Was that on your mind a lot while you were drafting, or did you have to not think about it?

Rainbow Rowell

You cannot think about it. Because if you think about all your potential readers — in anything you write, I think — you’ll try to write to every single person. And as soon as you start trying to make them happy, you’re in terrible writing land.

I know that from my years as a columnist. I was a newspaper columnist, and I had to make six different editors happy every time. But you can’t tell a joke that six different people find funny. You can’t create a character that six different people love equally.

For me, it ruins me, so I have to not think about it at all.

On writing fantasy after a career of writing realism

Rainbow Rowell

I’ve always been a fantasy/sci-fi reader. But I was a journalist, and I didn’t trust my ability to make things up. If you read my first two novels, they are set in Omaha, Nebraska, in very real places in real neighborhoods. The characters aren’t necessarily people I knew, but the environment and the situations — the newspaper they work at, the school they go to — I was very much about making things real.

But in Fangirl, I experimented writing a little fantasy. That’s what I like to read normally, and it felt so fun, but I wasn’t sure I could pull it off. I thought, “Well, if it’s bad, I’ll just say, ‘That’s not me writing that, that’s Cath. Cath’s terrible! Gemma T. Leslie is worse!’”

There are some people who read Fangirl and they skip the Simon and Baz parts. My sister has never read them. And then there are some people who really got into it right away, which gave me permission to start writing fantasy.

How to write with a passionate fandom

Kat O’Keeffe

The Carry On fandom is very large and passionate. What is it like seeing so many people invested in your characters?

Rainbow Rowell

I can never tell if I’m just talking to the same 20 people. I can never have a sense of how many people care. Maybe it doesn’t matter! Sometimes I feel like I’m in a club with the 20 people who love Baz the most, and on Sundays I’m the president, but not always. It’s cool, because that’s how I am. I’m not someone who’s calm about the things I love.

Kat O’Keeffe

I imagine that it’s also hard, because everyone has fan art and fanfic and headcanons, and you don’t want to have to see too much.

Rainbow Rowell

Maybe because I’m a fandom person, I’m okay with it. I don’t get too freaked out by it. It doesn’t bother me when people are like, “My headcanon is this,” because I get it. My brain is flexible. I have many Sherlock realities that I embrace, and I don’t need it to be locked down.

But it is a little hard because I can’t be a fan with someone, because I’m protecting my headcanon. It messes me up sometimes when people drop big things on me, like, “Oh, I’m imagining this and this and this, and Baz chews gum, and he loves to listen to disco,” and I’m just like [mimes covering ears], “La la la la la la la!”
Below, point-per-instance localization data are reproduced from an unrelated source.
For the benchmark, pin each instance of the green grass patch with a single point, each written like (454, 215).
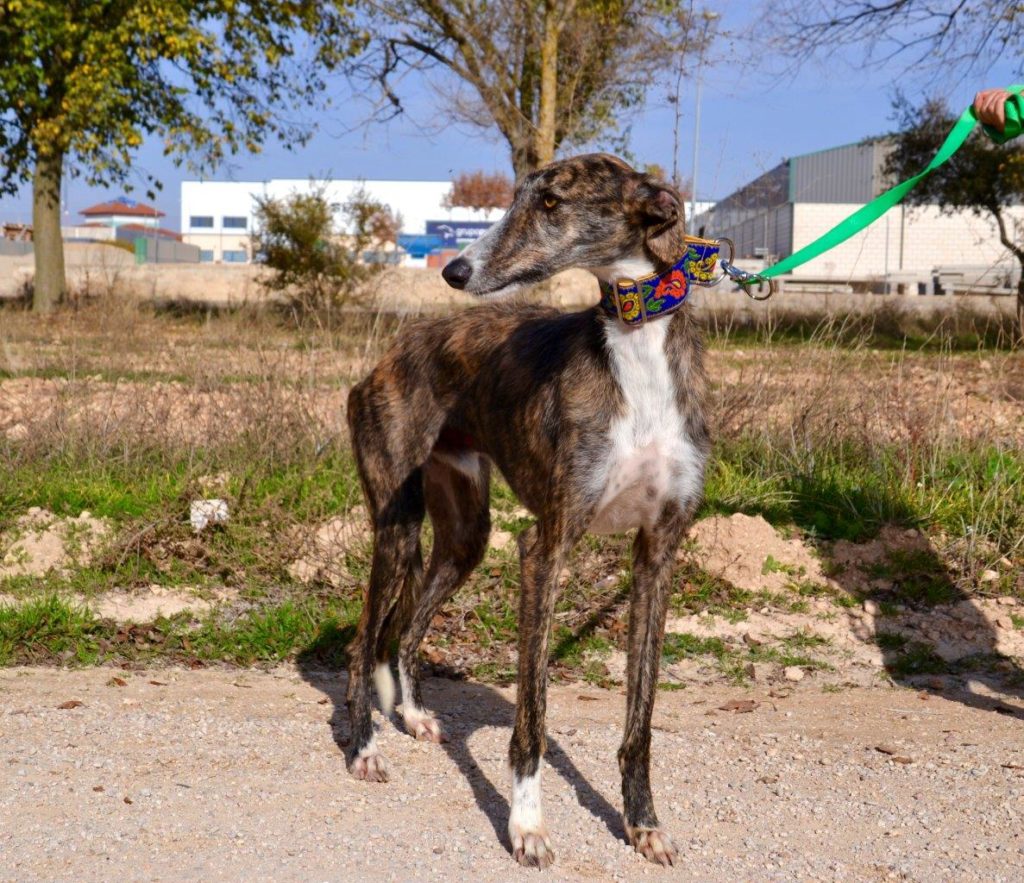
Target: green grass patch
(50, 630)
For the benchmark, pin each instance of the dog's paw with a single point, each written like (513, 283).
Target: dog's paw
(424, 727)
(653, 844)
(369, 767)
(531, 848)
In some ways, I get to play and be with other people who love these characters. But then I have to keep a little bit of distance, which is a little bit uncomfortable. But it’s just a small thing. It’s not bad; it’s just not a situation I was born knowing how to navigate.

Kat O’Keeffe

Is there any possibility that you would revisit the Carry On universe a third time? Is there more story?

Rainbow Rowell

I would be foolish to say no, never, because I’ve already done that. I think I’m going to leave that door open. I’ve never liked closing the door on Baz. For me, he’s the most natural character to write, which is funny because he and I have not a lot in common. I do not come from a powerful vampire family. I find his voice to be a voice I can slip into almost instantly, and he takes over every scene he’s in.

I can’t say I would never write him again, because the idea of, like, middle-aged Baz is fascinating to me. I could write his hair through every stage of life.